Matt wrote:https://torrentfreak.com/deciphering-yo ... ke-201030/
At TorrentFreak, we have relatively little knowledge about encryption, so it would be impossible for us to bypass this ‘rolling cipher,’ one would think. However, after a few Google searches, we learned that pretty much every browser can do this by default.
Which is really the crux of the issue, as I see it. A rolling cipher is a data transformation technique. That's all. ASCII codes, video compression, ROT-13, etc are also data transformation techniques. To be an effective lock, something more is needed. Something to prevent the cipher from working correctly if it's not authorized.
Essentially what's going on is a client sends an HTTP GET request for a youtube video URL, then the server sends back all the necessary code and information to generate the video URLs to download and play them. A browser uses this to display a page, and download the video for playback in the page, whereas youtube-dl downloads the video without automatic playback and doesn't display a page (and if you say anything accessing a web page has to display it as intended, you're essentially saying ad-blockers and greasemonkey and web debuggers are illegal since they remove elements from or change how the page is displayed, while putting buggy browsers in jeopardy if they have issues causing pages to display incorrectly). Calling this "protection" or a "lock" would be equivalent to a combination lock with the combination written right on it, and expecting only people with freshly cleaned suits to unlock it (without the people walking up to the lock having to agree to anything before touching the lock). If it didn't specify where the videos files are, browsers wouldn't be able to play them, which any of them implementing the appropriate
open web standards can. Is Pale Moon or Konqueror circumventing Youtube's "digital lock"? Is Firefox? Are only Chrome-based programs authorized to access the video URLs? More to the point, "effective technological protection measures" (as required by the DMCA anti-circumvention provision) must be able to, in the absence of anti-circumvention tech, block unauthorized use and allow authorized use.
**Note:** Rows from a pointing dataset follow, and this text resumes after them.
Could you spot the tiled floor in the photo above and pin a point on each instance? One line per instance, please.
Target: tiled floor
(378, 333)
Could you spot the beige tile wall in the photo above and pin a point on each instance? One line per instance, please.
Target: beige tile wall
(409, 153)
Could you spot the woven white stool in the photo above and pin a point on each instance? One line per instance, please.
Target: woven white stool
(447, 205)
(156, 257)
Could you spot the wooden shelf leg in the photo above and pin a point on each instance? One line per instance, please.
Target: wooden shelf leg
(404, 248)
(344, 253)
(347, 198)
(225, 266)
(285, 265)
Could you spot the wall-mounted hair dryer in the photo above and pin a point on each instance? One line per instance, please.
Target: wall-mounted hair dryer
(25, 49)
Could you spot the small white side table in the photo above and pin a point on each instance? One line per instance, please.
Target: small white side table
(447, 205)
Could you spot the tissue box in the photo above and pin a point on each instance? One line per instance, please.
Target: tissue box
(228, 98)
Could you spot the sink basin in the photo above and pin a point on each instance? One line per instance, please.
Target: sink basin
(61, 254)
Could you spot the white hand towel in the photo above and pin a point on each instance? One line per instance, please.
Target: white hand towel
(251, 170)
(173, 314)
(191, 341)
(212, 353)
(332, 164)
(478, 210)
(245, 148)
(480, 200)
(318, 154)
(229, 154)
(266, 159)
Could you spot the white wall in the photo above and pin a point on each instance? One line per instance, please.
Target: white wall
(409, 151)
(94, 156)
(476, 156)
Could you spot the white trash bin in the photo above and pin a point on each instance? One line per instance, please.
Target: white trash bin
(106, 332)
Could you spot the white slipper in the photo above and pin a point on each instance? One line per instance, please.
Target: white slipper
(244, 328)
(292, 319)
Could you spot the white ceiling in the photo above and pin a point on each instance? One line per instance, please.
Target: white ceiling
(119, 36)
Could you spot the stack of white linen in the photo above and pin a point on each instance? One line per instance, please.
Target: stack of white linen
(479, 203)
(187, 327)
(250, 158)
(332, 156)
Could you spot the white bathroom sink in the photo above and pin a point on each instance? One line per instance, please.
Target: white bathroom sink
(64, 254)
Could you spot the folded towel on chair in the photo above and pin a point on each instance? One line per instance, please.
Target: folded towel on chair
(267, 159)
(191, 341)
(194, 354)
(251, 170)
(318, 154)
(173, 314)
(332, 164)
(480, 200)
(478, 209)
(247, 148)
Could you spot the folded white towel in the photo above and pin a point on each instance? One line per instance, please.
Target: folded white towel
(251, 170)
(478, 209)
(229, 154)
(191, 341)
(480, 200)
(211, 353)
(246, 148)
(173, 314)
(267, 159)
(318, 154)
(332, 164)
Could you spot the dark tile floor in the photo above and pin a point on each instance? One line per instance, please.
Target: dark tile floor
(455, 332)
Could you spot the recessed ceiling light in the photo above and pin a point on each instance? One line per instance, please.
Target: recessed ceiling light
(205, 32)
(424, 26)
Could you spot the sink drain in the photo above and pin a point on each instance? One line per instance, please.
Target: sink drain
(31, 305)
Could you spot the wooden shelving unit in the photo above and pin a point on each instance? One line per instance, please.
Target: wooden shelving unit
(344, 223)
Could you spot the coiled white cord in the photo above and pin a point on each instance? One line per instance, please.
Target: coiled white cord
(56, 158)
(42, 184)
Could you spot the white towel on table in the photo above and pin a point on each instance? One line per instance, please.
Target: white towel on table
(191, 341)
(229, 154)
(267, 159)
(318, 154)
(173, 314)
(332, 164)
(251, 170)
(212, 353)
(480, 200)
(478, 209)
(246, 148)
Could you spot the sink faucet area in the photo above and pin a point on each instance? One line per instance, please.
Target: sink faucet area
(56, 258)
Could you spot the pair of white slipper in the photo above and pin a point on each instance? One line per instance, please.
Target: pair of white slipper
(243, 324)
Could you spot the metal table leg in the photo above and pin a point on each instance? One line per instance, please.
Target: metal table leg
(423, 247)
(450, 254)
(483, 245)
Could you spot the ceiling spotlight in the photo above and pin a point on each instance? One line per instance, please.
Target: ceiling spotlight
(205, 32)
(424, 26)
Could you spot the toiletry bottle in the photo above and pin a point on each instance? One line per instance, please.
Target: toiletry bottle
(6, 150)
If not, it's by definition not effective protection. Does Youtube do this when a client accesses its servers to request videos? No, IMO.
In contrast, Youtube
does implement DRM on some videos; most notably, movies that you buy, rent, or are temporarily free. Youtube-dl actually can't download those videos, and neither can certain browsers. In this case, Youtube doesn't provide everything necessary to play a video when requesting it, without additional information from the non-free/open DRM module. I'm quite aware of this since my browser can't play even the Free movies they have available, and youtube-dl is not able to download them to play through mpv. For the RIAA to say its videos are sufficiently protected when they don't have this DRM enabled on their videos is laughable. It's telling that the MPAA isn't part of the takedown request, despite also having content up on Youtube.